Soru önergesi verildi

HDP Dersim Milletvekili Alican Önlü, Seyid Rıza ve arkadaşlarının idamına ilişkin Başbakan Binali Yıldırım'ın yanıtlaması istemiyle dün yazılı soru önergesi verdi.

Önlü, önergesinde öncelikle tarihsel hatırlatmayı yaptı: 

* Dönemin Genelkurmay Başkanı Mareşal Fevzi Çakmak, 18 Eylül 1930’da Başbakanlığa sunduğu Dersim raporunda, bir an önce Dersim’e 'askeri harekât' düzenlenmesi gerektiğini belirtmiş ve en önemli gerekçe olarak da halkın Kürtçe konuşması ve Kürt dilinin bölgede yayılma eğilimi olarak gösterilmiştir.

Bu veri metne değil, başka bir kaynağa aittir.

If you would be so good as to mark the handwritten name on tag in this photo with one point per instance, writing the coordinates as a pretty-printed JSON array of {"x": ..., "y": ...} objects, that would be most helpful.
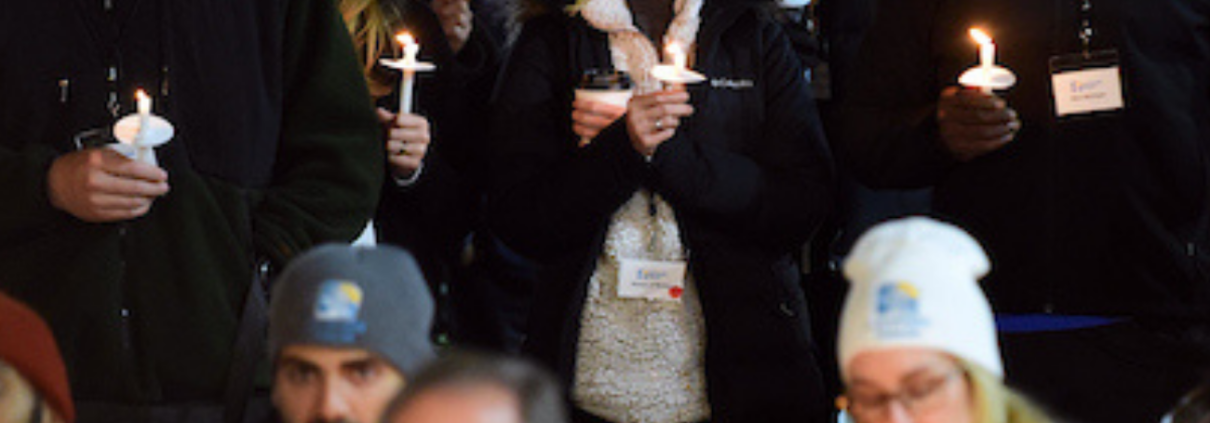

* 14 Haziran 1934’te Tunceli İskân Kanunu çıkarılmış ve kanunla nüfusun nakli istenmiştir.

* 25 Aralık 1935’te çıkarılan Tunceli Kanunu ile de Dersim’in adı Tunceli olarak değiştirilmiştir. 

* Yürürlüğe giren Tunceli Kanunu akabinde 1. Umumi Müfettişlik bölgesi kapsamında bulunan Elazığ, Dersim, Erzincan ve Bingöl’ü kapsayan, Elazığ merkezli 4. Umumi Müfettişlik kurulmuş olup Tunceli Kanunu Genel Müfettişi de olan Vali ve Komutanlara, kişileri yakalama, sürgün ettirme, yargılama, idam kararı verme gibi hukuk dışı geniş yetkiler verilmiştir.

* 5 Eylül 1937’de Erzincan Valisiyle görüşmek üzere Erzincan’a giden Seyid Rıza, Muti Köprü’nde esir alınır. Seyid Rıza önce Erzincan’a, oradan Elazığ’a götürülür ve Elazığ’da kurulan İstiklal Mahkemesi’nde, Dersimli diğer esirle birlikte 'Dersim’i isyana teşvikten ve bu isyana katılmak’tan yargılanır. Sözde kurulan bu mahkemede Seyid Rıza ve arkadaşlarına savunma hakkı verilmez. 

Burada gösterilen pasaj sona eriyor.